Aguadilla, Puerto Rico - Between Sunday and this morning, 23 aliens, claiming to be Cuban citizens, landed in both Mona Island and Monito Island after entering illegally into United States territory.

On Sunday Customs and Border Protection (CBP) Border Patrol agents were notified by Park Rangers of the Puerto Rico Department of Natural and Environmental Resources of an incursion of a group of nine alleged alien Cubans that arrived in Mona Island from the Dominican Republic.

Today at noon, the Ramey Border Patrol Station received a call from the United States Coast Guard reporting an incursion on Monito Island.

USCG Cutter Key Largo stated that 14 subjects, 11 males and three females, had made landfall in the early morning hours, and identified themselves as Cuban nationals.

USCG Cutter Key Largo transferred the group to the Mayaguez Port where Border Patrol agents assumed custody and transported the Ramey Border Patrol Station to conduct the appropriate immigration interviews.

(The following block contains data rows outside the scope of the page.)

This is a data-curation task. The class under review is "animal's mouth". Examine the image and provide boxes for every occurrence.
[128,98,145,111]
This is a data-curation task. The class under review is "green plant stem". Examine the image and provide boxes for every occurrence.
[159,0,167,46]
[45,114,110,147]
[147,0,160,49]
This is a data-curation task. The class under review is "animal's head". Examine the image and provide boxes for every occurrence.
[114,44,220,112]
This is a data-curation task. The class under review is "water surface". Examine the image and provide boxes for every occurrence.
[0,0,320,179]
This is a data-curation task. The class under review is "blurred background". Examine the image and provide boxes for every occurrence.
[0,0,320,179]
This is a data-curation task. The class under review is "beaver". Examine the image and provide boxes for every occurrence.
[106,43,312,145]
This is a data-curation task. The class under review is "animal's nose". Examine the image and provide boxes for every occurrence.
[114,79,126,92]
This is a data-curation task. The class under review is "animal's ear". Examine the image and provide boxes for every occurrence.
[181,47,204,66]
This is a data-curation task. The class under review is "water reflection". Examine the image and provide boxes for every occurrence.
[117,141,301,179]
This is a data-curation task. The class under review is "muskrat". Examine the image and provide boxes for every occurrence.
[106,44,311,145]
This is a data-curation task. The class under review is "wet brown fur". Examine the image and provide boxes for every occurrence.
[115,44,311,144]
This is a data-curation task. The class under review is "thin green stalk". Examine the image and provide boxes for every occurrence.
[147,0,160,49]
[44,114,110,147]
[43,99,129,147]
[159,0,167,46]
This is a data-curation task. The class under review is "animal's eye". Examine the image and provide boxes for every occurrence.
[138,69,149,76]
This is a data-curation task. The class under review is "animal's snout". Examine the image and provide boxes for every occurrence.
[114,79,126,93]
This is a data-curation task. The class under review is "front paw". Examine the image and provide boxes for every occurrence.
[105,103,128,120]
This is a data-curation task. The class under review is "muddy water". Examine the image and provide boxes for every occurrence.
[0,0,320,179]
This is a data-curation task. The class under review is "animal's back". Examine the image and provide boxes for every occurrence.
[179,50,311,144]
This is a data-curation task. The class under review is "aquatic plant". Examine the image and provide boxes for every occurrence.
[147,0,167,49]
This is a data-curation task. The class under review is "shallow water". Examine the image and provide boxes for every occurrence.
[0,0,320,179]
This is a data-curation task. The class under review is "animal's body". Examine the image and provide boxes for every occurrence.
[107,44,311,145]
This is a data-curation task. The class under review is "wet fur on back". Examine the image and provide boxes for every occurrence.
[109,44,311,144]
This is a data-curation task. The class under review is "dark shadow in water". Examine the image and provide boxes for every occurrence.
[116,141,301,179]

After admissibility processing at the Border Patrol Station, the 23 Cuban adults will receive a Notice to Appear (NTA) before an Immigration Judge, for further proceedings under the Cuban Migration Agreement of 1995 and the Cuban Adjustment Act of 1966.

About the Wet Foot, Dry Foot Policy
The wet foot, dry foot policy is the name given to a consequence of the 1995 revision of the Cuban Adjustment Act of 1966. After talks with the Cuban government, the Clinton administration came to an agreement with Cuba that it would stop admitting people found at sea. Since then, in what has become known as the "wet foot, dry foot" policy, a Cuban caught on the waters between the two nations (i.e., with "wet feet") would be sent to the place of embarkation. One who makes it to shore ("dry feet") might remain in the United States.

About the Caribbean Border Interagency Group (CBIG):
The concept of CBIG resulted from a March 2006 collaboration of local Homeland Security components that effectively stemmed the increased flow of traffic across the Mona Passage between the Dominican Republic and Puerto Rico. In July 2006, CBIG is organized of such agencies as U.S. Customs and Border Protection, Immigration and Customs Enforcement, U.S. Coast Guard, U.S. Attorney's Office for the District of Puerto Rico and the Puerto Rico Police Department's Joint Forces for Rapid Action (FURA, for its Spanish Acronym).